I made crab dip before, but I wasn’t quite happy with the taste– I was trying to replicate the baked crab dip at Horatio’s (A restaurant in San Leandro that has famous crab dip) but it tasted too tangy to me. Well, crab season is here again so I’m fine tuning the recipe. It’s much closer to Horatio’s and way better than my previous versions. This will be on my winter party food list when crab is in season. Yes, a keeper 🙂

Baked Dungeness Crab Dip

Baked Dungeness Crab Dip

Baked Dungeness Crab Dip (makes 1 appertizer serving)

Ingredients:

1 cooked Dungeness crab– pick out the meat
2 tbsp butter
1 clove garlic– chopped
1/2 cup onion– thinly sliced
2 stalks green onion– chopped
3/4 cup freshly shredded asiago cheese
1/4 cup freshly shredded Parmesan cheese

1/2 cup shredded mozzarella cheese, plus extra

1 small container sour cream
2 tbsp mayonnaise

Seasoning to taste:
1/2 tbsp sugar
1 tsp salt
1/4 tsp fresh ground pepper
1 tsp spicy mustard
1/4 tsp garlic powder

Method:

  1. Melt butter in a sauce pan, sauté garlic and onion for a few minutes. Set aside to cool slightly.
  2. Add all ingredients and sautéed onion in a mixing bowl. Mix with a spoon to combine. Pour mixture into a 9″ pie dish. Smooth the surface and sprinkle extra mozzarella cheese on top. Bake at 375 F for 15-20 minutes, until it’s bubbly and the top crust is golden brown.

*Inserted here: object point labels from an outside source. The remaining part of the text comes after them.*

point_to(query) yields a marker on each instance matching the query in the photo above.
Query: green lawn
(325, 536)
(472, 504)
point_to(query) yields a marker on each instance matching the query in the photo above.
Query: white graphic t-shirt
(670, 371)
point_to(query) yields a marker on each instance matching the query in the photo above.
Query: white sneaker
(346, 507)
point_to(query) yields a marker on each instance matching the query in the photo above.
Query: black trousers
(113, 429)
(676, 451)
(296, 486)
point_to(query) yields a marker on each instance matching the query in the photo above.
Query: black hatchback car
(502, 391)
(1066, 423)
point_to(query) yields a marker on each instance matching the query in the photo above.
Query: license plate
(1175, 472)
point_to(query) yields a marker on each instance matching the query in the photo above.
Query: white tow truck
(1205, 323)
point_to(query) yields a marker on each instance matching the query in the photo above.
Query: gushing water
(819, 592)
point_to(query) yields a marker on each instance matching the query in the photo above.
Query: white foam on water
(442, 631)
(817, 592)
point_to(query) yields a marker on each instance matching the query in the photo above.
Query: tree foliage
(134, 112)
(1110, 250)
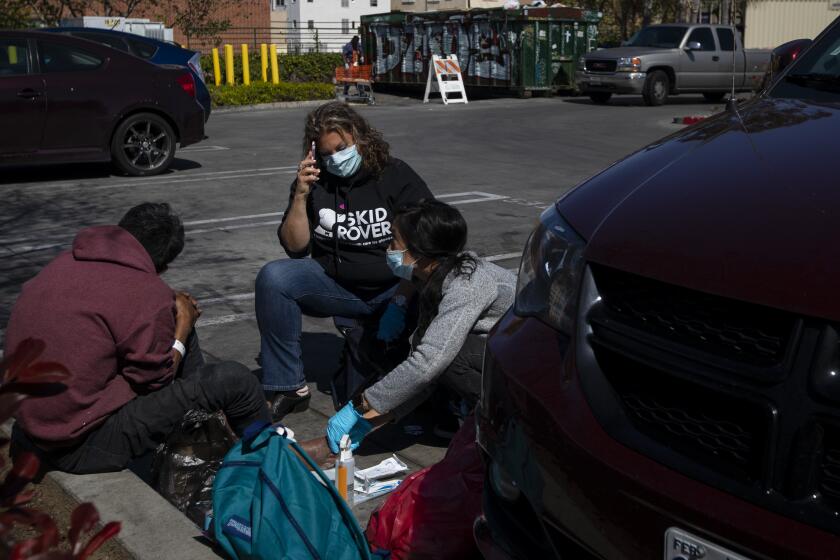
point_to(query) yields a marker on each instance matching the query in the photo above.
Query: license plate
(681, 545)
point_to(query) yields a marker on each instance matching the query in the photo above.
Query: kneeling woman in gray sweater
(461, 297)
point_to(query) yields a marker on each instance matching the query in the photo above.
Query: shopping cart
(361, 77)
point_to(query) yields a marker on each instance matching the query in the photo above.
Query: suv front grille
(730, 393)
(598, 65)
(719, 431)
(830, 467)
(726, 328)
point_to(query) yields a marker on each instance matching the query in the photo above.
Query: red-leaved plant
(23, 377)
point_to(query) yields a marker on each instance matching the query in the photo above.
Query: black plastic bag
(184, 467)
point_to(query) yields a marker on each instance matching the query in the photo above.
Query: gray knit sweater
(469, 305)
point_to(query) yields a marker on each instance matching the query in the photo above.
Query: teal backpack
(268, 505)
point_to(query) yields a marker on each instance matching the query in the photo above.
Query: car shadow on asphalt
(637, 101)
(79, 171)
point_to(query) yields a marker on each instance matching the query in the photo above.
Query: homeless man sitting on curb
(128, 341)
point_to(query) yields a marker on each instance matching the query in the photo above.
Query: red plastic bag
(431, 514)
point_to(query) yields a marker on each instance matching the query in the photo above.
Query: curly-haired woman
(340, 211)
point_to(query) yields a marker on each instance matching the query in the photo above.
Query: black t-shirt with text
(350, 224)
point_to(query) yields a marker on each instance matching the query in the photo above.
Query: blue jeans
(285, 290)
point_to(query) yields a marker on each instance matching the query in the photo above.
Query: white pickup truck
(669, 59)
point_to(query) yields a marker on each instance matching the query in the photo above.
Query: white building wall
(769, 23)
(325, 25)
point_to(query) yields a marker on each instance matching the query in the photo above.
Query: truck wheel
(657, 86)
(143, 145)
(600, 97)
(714, 96)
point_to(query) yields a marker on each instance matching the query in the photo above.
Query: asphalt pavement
(501, 161)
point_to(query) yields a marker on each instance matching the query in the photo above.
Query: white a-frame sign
(447, 80)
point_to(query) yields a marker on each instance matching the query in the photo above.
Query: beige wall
(442, 5)
(769, 23)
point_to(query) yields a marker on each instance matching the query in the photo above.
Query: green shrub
(261, 92)
(311, 67)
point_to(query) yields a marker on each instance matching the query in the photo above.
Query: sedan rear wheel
(143, 145)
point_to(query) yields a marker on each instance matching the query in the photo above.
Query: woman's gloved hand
(392, 323)
(347, 421)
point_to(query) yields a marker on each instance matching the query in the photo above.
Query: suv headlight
(550, 272)
(626, 64)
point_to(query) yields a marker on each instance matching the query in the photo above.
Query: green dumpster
(523, 50)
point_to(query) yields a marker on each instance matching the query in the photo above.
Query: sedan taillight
(187, 83)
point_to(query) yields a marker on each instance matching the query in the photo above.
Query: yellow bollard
(246, 66)
(217, 68)
(275, 70)
(264, 61)
(229, 64)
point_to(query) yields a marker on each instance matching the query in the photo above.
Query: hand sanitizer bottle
(345, 470)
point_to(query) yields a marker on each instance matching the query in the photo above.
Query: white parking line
(24, 245)
(202, 148)
(159, 180)
(235, 227)
(196, 180)
(237, 317)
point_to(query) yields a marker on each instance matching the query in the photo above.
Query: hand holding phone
(308, 173)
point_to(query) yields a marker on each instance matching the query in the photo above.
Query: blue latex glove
(392, 323)
(347, 421)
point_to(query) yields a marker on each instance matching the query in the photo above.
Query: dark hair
(437, 231)
(158, 229)
(336, 116)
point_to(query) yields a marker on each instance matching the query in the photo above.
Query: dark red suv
(668, 382)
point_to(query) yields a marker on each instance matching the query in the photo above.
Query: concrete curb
(268, 106)
(152, 528)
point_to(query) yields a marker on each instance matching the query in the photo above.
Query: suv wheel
(600, 97)
(143, 145)
(657, 87)
(714, 96)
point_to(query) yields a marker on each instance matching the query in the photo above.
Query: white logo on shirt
(363, 227)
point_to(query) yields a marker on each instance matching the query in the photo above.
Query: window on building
(14, 58)
(61, 58)
(703, 35)
(726, 39)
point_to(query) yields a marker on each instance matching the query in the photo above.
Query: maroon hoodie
(107, 316)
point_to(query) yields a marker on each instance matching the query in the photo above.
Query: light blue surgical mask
(396, 262)
(344, 163)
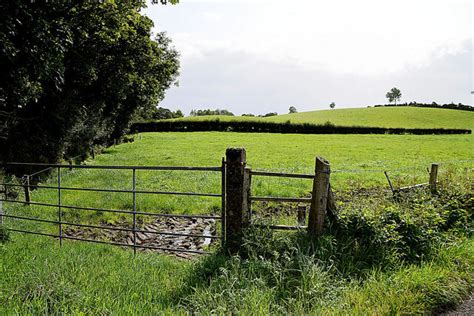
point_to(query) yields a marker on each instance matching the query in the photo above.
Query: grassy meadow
(406, 117)
(356, 160)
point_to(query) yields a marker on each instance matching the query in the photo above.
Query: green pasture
(357, 161)
(412, 256)
(405, 117)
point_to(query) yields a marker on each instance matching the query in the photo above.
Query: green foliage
(452, 106)
(159, 113)
(260, 126)
(75, 73)
(394, 95)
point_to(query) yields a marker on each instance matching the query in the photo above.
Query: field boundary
(235, 195)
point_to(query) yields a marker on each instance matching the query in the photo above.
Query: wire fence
(134, 191)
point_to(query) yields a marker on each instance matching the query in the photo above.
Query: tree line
(260, 126)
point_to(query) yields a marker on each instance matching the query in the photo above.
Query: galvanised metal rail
(135, 230)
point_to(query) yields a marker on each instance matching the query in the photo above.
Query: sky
(260, 56)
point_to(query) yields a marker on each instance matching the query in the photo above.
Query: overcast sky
(265, 55)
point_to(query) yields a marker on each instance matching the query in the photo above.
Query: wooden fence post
(26, 186)
(319, 198)
(433, 177)
(236, 194)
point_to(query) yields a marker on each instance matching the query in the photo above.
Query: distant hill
(402, 117)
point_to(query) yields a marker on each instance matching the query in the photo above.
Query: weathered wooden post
(433, 177)
(26, 186)
(237, 186)
(319, 198)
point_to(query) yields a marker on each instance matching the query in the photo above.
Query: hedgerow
(274, 127)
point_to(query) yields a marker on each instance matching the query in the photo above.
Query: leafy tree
(394, 95)
(75, 73)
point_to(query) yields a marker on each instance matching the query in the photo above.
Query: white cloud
(363, 37)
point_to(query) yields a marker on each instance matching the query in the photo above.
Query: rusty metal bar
(118, 190)
(170, 168)
(280, 199)
(282, 174)
(281, 227)
(138, 246)
(413, 187)
(109, 242)
(41, 171)
(134, 187)
(156, 232)
(30, 232)
(223, 217)
(116, 211)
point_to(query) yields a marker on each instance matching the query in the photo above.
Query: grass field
(356, 160)
(391, 257)
(406, 117)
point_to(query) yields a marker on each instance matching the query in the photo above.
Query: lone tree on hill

Serve hot with sliced bread or crackers.

Regina’s Note:

  • Crab: Dungeness crab meat taste better than canned crab meat. Picking the meat out takes some time but can be done 1-2 days ahead and kept chilled in fridge. For adventurous eaters, creamy yellowish crab brain inside the body shell (scoop out with a spoon and put in a separate container and keep chilled) can also be added for more flavor. When sautéing onion, add this creamy goodness to sauce pan and cook until the oil starts separating, stirring at all times. This will take a few minutes.
  • Mozzarella cheese: add more mozzarella cheese if you want more cheese stringy look, but not too much as it will change the texture of the dip.
  • Flavor: sugar is added to help bring out the sweetness of the crab meat, so it has a sweet taste along with savory. Do not add too much salt or the flavor will change.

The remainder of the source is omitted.